The Payne Fellowship goes to one deserving journalism student each year to fund a news report on Africa that includes travel to the continent to do on-the-ground reporting. The award is designed to train the recipient in foreign correspondence as well as increase awareness of life and culture in Africa.
Ethel Payne, the namesake of the fellowship and a Chicago native, became the first female Black commentator employed by a broadcast television network when she was hired by CBS in 1972. The trailblazing journalist was also an influential lecturer and columnist throughout the peak of the Civil Rights Movement in the 1950s and 60s.
With both humility and respect, Pierre Louis showed a gift for understatement in his reaction to winning the award: “I am very grateful ... to be the recipient of the scholarship because it is a big deal.”

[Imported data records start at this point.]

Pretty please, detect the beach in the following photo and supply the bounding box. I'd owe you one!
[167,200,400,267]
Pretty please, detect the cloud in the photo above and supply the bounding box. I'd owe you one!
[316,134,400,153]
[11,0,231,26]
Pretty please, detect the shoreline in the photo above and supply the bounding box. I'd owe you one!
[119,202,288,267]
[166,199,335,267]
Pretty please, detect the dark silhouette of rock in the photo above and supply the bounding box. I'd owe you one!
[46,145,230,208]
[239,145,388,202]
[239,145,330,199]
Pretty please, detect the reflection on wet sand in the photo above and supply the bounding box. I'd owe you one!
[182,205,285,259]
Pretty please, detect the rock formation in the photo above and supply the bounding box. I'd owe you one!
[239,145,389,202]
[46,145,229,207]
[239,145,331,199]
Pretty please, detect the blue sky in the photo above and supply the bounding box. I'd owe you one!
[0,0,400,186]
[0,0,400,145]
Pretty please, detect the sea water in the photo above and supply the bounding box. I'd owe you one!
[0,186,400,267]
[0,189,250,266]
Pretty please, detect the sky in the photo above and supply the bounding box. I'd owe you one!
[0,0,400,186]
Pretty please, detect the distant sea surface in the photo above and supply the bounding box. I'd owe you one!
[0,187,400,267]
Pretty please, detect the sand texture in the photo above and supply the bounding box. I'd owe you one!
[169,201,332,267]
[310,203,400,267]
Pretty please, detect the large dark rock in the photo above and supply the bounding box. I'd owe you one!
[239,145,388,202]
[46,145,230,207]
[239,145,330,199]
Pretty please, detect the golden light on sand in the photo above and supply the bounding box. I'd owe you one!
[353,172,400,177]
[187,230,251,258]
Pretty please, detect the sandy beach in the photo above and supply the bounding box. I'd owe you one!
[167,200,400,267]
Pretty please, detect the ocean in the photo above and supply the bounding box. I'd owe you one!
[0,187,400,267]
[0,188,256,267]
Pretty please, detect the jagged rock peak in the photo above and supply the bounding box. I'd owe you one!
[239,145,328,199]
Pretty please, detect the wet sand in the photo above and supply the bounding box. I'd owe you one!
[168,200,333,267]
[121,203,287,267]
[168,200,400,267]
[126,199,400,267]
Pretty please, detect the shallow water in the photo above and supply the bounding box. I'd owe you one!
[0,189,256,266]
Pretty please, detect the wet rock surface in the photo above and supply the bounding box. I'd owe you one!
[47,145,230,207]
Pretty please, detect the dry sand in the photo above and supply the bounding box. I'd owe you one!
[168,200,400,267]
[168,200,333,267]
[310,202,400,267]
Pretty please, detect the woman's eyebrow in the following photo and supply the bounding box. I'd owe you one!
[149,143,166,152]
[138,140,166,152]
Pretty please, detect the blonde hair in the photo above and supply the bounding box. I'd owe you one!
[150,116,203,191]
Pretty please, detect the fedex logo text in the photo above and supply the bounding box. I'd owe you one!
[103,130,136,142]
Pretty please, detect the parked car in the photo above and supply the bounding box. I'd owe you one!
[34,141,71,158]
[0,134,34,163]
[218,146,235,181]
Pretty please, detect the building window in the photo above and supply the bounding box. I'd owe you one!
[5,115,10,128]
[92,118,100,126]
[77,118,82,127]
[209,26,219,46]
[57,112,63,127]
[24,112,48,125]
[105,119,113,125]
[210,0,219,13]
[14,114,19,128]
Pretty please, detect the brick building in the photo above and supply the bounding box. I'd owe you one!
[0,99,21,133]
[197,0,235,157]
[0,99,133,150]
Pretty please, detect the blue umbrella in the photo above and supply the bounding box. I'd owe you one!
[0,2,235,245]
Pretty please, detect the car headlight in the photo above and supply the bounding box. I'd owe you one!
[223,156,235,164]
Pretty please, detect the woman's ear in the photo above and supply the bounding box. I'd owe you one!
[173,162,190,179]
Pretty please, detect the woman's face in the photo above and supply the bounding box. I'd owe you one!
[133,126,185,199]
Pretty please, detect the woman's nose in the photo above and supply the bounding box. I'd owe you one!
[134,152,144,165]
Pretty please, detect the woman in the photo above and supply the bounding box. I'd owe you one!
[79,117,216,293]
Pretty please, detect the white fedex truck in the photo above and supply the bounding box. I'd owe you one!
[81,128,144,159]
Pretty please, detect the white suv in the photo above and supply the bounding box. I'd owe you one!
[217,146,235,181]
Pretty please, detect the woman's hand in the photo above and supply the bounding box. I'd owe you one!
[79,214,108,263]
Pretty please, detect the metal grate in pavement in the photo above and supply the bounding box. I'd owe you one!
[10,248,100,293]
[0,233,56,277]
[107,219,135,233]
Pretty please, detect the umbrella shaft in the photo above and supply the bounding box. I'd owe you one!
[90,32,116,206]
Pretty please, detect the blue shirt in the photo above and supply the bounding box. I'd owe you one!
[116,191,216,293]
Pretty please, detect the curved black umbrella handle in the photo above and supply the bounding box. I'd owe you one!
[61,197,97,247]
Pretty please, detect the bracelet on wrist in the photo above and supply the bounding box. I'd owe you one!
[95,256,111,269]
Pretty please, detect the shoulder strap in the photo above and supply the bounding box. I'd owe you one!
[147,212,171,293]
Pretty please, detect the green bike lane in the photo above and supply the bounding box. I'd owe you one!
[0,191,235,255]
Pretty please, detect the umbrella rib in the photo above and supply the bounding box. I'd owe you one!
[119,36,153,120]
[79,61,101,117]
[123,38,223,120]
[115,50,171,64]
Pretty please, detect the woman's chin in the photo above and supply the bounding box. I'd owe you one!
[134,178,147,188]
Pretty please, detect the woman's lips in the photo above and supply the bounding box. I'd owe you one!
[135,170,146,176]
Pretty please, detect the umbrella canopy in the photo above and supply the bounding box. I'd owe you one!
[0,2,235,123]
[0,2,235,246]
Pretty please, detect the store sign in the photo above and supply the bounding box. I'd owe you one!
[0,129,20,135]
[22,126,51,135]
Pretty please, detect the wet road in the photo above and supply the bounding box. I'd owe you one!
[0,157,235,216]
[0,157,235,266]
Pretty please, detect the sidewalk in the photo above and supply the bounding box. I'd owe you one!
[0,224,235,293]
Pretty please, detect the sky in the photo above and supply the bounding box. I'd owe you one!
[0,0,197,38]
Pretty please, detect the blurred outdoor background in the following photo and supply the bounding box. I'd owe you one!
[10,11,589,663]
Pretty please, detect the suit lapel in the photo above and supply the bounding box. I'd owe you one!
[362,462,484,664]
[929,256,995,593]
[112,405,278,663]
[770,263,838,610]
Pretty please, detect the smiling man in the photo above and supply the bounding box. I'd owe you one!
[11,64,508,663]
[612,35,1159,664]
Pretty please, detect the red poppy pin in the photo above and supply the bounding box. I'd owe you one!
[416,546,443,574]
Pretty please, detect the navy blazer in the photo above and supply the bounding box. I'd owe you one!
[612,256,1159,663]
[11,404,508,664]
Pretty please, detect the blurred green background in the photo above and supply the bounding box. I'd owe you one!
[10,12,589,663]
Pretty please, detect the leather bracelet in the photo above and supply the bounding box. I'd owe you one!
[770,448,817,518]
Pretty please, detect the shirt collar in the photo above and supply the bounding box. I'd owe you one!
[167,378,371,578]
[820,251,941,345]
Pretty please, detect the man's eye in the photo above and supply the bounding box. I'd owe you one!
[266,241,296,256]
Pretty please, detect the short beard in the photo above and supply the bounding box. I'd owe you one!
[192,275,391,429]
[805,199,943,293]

Pierre Louis did not, however, play down what a significant impact an award like this will have for him going forward. “I can have the talent, the work ethic, and the passion but not the financial stability to follow through,” he said. “Thanks to this scholarship, I can focus on work and do my best as a journalist. I won't have to worry about (as) many financial difficulties (that) college graduates in my situation encounter.”
Putting in the work
The resume with Pierre Louis’ name given to the NABJ for consideration was remarkable. He has already worked for two of Chicago’s five network affiliates as an intern—with FOX 32 Chicago news during the summer of 2022, and for NBC 5 Chicago this academic year as part of “Chicago Today.” He has also interned for Luxe Kurves magazine, a publication dedicated to body positivity and showcasing the plus-size fashion industry, where he wrote articles and interviewed numerous celebrities.
Interning has been an invaluable, satisfying experience for Pierre Louis. He says he feels thoroughly immersed in all aspects of professional journalism, from writing to directing to editing and everything in between.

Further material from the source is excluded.